Financial instruments that potentially subject the Company to concentration of credit risk consist principally of cash, cash equivalents, and trade accounts receivable. The Company holds cash and cash equivalents at banks located in California and North Carolina with balances that often exceed FDIC insured limits. Historically, the Company has not experienced any losses in such accounts and believes it is not exposed to any significant credit risk on cash and cash equivalents. However, considering the current banking environment, the Company is investigating alternative ways to minimize its exposure to such risks. While the Company may be exposed to credit losses due to the nonperformance of its counterparties, the Company does not expect the settlement of these transactions to have a material effect on its results of operations, cash flows, or financial condition. The Company maintains cash at financial institutions that may, at times, exceed federally insured limits. At May 31, 2018 the Company had cash and cash equivalents exceeding insured limits by $6,254,000.

 

Revenue concentration shows that international sales accounted for 41% and 34% of net sales for the nine months ended May 31, 2018 and 2017, respectively.
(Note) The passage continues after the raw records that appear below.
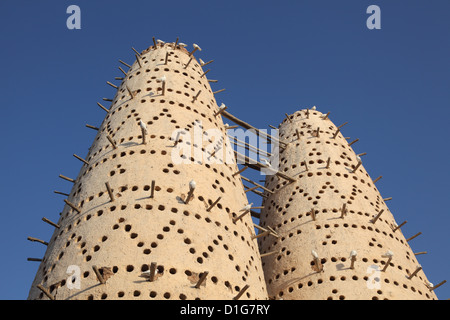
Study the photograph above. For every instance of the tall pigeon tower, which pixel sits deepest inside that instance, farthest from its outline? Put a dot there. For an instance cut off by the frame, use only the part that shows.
(150, 214)
(337, 238)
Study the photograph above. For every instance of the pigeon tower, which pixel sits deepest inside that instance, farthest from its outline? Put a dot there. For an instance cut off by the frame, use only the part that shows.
(337, 238)
(148, 216)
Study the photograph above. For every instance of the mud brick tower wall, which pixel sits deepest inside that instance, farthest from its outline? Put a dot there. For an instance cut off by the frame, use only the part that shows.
(197, 251)
(312, 257)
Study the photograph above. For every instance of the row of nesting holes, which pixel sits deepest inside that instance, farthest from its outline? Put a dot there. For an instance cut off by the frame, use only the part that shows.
(315, 200)
(355, 278)
(134, 235)
(334, 260)
(152, 294)
(155, 118)
(336, 225)
(121, 170)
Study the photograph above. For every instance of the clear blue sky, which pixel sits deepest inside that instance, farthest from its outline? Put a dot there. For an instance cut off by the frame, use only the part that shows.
(391, 85)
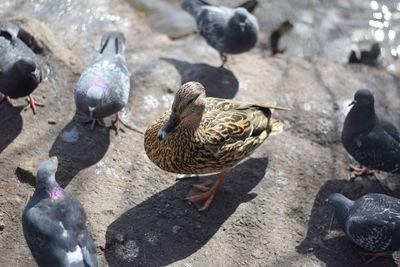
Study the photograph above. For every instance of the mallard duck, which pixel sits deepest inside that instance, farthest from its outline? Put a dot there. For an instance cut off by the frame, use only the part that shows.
(204, 135)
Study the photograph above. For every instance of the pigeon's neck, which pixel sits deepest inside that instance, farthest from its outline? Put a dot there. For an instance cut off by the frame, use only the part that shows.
(362, 118)
(50, 189)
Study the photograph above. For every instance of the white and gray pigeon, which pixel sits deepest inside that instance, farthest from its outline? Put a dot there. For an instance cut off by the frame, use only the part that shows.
(371, 222)
(228, 30)
(103, 88)
(20, 73)
(370, 139)
(54, 224)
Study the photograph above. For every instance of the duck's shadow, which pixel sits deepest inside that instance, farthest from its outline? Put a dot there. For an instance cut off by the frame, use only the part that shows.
(164, 228)
(10, 124)
(324, 236)
(78, 147)
(219, 82)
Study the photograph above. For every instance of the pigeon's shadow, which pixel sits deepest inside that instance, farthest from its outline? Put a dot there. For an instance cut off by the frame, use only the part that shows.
(164, 228)
(78, 147)
(324, 236)
(10, 124)
(219, 82)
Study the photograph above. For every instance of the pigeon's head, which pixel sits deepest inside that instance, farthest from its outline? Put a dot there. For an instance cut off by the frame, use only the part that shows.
(363, 97)
(94, 97)
(46, 172)
(187, 108)
(334, 198)
(28, 68)
(241, 18)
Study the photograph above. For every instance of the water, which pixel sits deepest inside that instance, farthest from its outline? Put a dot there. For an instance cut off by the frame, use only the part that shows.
(322, 28)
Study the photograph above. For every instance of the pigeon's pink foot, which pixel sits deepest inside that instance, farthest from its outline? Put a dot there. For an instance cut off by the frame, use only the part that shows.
(117, 121)
(93, 122)
(224, 59)
(373, 255)
(6, 99)
(356, 171)
(32, 102)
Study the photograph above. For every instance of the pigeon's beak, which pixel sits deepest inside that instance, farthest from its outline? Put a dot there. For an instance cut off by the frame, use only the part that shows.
(169, 127)
(352, 103)
(242, 26)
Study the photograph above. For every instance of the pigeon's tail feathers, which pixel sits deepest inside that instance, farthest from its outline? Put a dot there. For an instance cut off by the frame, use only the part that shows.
(90, 259)
(112, 43)
(250, 5)
(193, 7)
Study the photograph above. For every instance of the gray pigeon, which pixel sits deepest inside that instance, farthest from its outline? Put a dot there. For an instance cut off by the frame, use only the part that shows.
(103, 88)
(228, 30)
(20, 73)
(373, 141)
(372, 222)
(54, 224)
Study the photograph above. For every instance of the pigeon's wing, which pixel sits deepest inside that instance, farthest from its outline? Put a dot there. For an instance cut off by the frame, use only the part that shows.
(390, 129)
(369, 233)
(382, 150)
(211, 23)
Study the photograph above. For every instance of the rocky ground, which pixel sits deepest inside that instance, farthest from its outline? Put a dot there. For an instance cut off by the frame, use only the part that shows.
(270, 210)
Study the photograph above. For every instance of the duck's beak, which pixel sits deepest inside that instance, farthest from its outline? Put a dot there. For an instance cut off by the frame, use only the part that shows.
(352, 103)
(169, 127)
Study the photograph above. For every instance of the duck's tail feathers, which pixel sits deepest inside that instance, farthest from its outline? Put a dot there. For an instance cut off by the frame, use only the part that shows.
(112, 43)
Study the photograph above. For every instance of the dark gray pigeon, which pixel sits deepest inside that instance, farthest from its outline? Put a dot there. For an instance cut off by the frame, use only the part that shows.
(372, 222)
(20, 73)
(228, 30)
(54, 224)
(371, 140)
(103, 88)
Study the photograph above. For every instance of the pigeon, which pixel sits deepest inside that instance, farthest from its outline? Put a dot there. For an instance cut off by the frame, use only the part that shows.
(20, 73)
(54, 224)
(371, 140)
(103, 88)
(228, 30)
(371, 222)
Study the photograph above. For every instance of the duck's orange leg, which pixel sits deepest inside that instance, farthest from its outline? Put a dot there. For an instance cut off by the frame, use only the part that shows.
(208, 193)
Three customers accounted for 9% (a dealer account in Japan representing various customers), 7%, and 5% of net sales during the nine months ended May 31, 2018. Three customers accounted for 8%, 6% (a dealer account in Japan representing various customers), and 5% of sales for the nine months ended May 31, 2017.

  

Accounts receivable concentration shows that six customers comprised 13% (a dealer account in Japan representing various customers), 9%, 6%, 6%, 5%, and 5% of accounts receivable at May 31, 2018, compared to three customers comprising 14% and 12% (a dealer account in Japan representing various customers) and 8% of accounts receivable at May 31, 2017.

 

We operate in the computer software industry, which is highly competitive and changes rapidly. Our operating results could be significantly affected by our ability to develop new products and to find new distribution channels for new and existing products.

 

The majority of our customers are in the pharmaceutical industry. Consolidation and downsizing in the pharmaceutical industry could have an impact on our revenues and earnings going forward.